Les 5 meilleures alternatives à Onyx (Danswer) (2026)
Les 5 meilleures alternatives à Onyx (Danswer) en 2026 — souveraineté des données sans la charge de l'auto-hébergement, prix, RGPD et intégration Teams, comparées honnêtement.
Onyx — anciennement Danswer, un nom que beaucoup d’évaluations cherchent encore — est la réponse open source à l’IA d’entreprise : une plateforme de recherche et d’assistance IA sous licence MIT, plus de 40 connecteurs dont Microsoft Teams, une architecture agnostique des modèles et une promesse réellement radicale. Faites-le tourner sur votre propre infrastructure, et vos données ne quittent jamais le bâtiment. Gratuit en auto-hébergement, 20 $ par utilisateur et par mois dans le cloud managé. Onyx se présente comme l’alternative à Glean auto-hébergeable et respectueuse du RGPD — et auprès des acheteurs européens sensibles à la souveraineté, ce discours porte. Alors pourquoi tant d’entre eux finissent-ils par chercher une alternative à Onyx en 2026 ?

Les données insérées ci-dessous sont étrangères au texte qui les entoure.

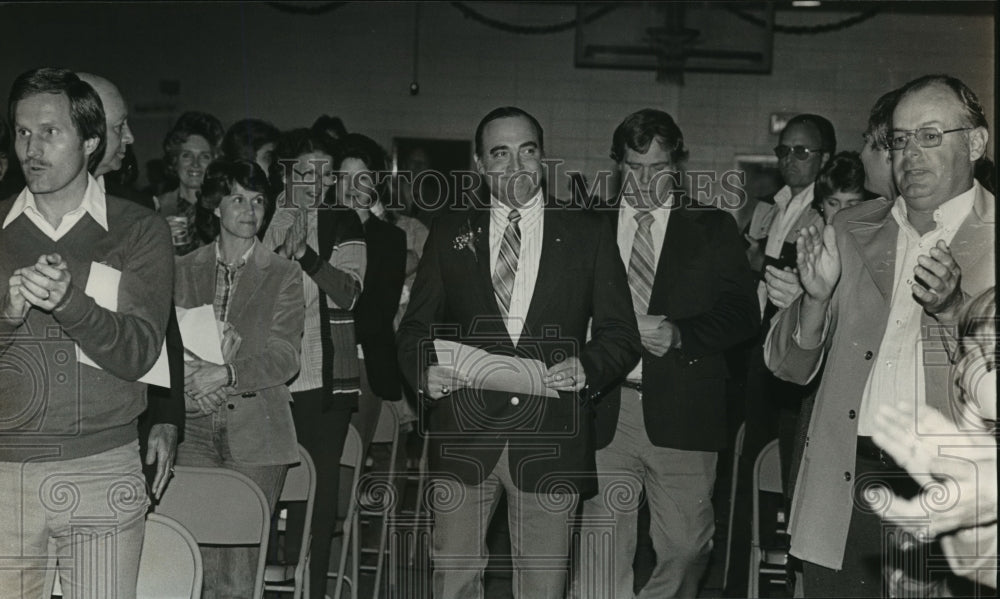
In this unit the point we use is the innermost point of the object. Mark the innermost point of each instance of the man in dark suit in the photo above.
(662, 428)
(161, 426)
(521, 279)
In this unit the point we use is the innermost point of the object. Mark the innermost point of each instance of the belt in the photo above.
(637, 386)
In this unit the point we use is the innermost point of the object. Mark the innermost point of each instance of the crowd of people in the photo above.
(853, 319)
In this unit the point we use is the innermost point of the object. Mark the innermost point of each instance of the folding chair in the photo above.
(170, 566)
(300, 485)
(352, 457)
(220, 507)
(378, 500)
(764, 560)
(737, 454)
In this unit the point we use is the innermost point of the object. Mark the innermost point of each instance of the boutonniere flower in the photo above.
(466, 239)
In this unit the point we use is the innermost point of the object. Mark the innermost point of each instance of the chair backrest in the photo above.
(300, 485)
(220, 507)
(352, 458)
(170, 567)
(387, 428)
(767, 469)
(300, 481)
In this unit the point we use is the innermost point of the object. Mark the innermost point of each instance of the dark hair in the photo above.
(844, 172)
(85, 108)
(221, 178)
(974, 114)
(827, 136)
(368, 151)
(188, 124)
(245, 138)
(641, 128)
(502, 113)
(327, 123)
(880, 120)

Parce qu’entre le discours et la production se dresse un mur :
- L’auto-hébergement est un engagement d’ingénierie, pas une case à cocher. Déployer une stack open source, la sécuriser, la patcher, la mettre à jour, la maintenir en vie — c’est du vrai travail DevOps, et il ne s’arrête jamais. La plupart des équipes IT de taille moyenne ne peuvent pas l’assumer. « Gratuit en auto-hébergement » intègre silencieusement la ressource la plus chère que vous ayez : le temps de vos ingénieurs.

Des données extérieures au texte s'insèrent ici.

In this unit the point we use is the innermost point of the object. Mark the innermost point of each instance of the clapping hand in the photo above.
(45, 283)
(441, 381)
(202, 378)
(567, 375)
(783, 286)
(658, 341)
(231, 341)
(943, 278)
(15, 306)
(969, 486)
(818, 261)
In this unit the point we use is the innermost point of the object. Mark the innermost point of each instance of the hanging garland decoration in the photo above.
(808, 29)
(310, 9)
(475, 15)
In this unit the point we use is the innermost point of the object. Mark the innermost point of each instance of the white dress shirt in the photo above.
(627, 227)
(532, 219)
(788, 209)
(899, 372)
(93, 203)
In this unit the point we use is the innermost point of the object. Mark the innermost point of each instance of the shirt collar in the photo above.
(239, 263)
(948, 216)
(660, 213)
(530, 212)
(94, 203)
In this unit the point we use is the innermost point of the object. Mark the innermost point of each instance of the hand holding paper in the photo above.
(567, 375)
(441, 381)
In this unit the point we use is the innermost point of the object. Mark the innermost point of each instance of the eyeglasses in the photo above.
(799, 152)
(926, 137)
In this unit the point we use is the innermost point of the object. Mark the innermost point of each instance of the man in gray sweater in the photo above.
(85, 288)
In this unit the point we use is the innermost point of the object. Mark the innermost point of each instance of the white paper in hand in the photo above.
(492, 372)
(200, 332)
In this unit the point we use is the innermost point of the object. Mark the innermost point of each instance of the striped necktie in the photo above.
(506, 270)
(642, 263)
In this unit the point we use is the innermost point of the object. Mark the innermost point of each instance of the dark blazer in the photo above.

- L’échappatoire cloud défait l’histoire. Le cloud managé d’Onyx à 20 $ par utilisateur et par mois supprime la charge opérationnelle — mais l’histoire de souveraineté auto-hébergée était la raison même pour laquelle Onyx figurait sur votre shortlist.
- Tout s’arrête à la recherche. Onyx trouve et répond. Il n’agit pas avant que vous demandiez, et il ne construit aucune mémoire persistante de la façon dont votre entreprise travaille. Et quand l’auditeur appelle, une licence MIT ne décroche pas le téléphone : l’auto-hébergement vous donne la souveraineté pleine — et la responsabilité pleine, sans support de conformité spécifique à votre marché derrière.
Autrement dit : les entreprises qui quittent Onyx sont rarement déçues du code. Elles voulaient le résultat de souveraineté et ont découvert l’étiquette de prix opérationnelle qui l’accompagne.
Voici les cinq alternatives qui méritent une shortlist en 2026, chacune avec ses forces réelles et ses limites honnêtes. Pour le face-à-face direct, voir amaiko vs Onyx.
1. amaiko — le résultat de souveraineté, sans l’infrastructure
Soyez honnête sur ce qui vous a attiré chez Onyx. Ce n’était presque certainement pas le plaisir d’opérer une stack de plus — c’était le résultat : des données d’entreprise sous droit européen, hors des clouds américains, défendables devant votre DPO. amaiko livre exactement ce résultat — hébergement 100 % en Allemagne et gestion de l’IA conforme à ISO 42001, détails sur la page sécurité — avec zéro infrastructure de votre côté. Pas de cluster à déployer, pas de stack à patcher, pas de runbook de mise à jour, pas d’astreinte. La souveraineté devient l’obligation contractuelle du fournisseur au lieu du projet permanent de votre équipe IT.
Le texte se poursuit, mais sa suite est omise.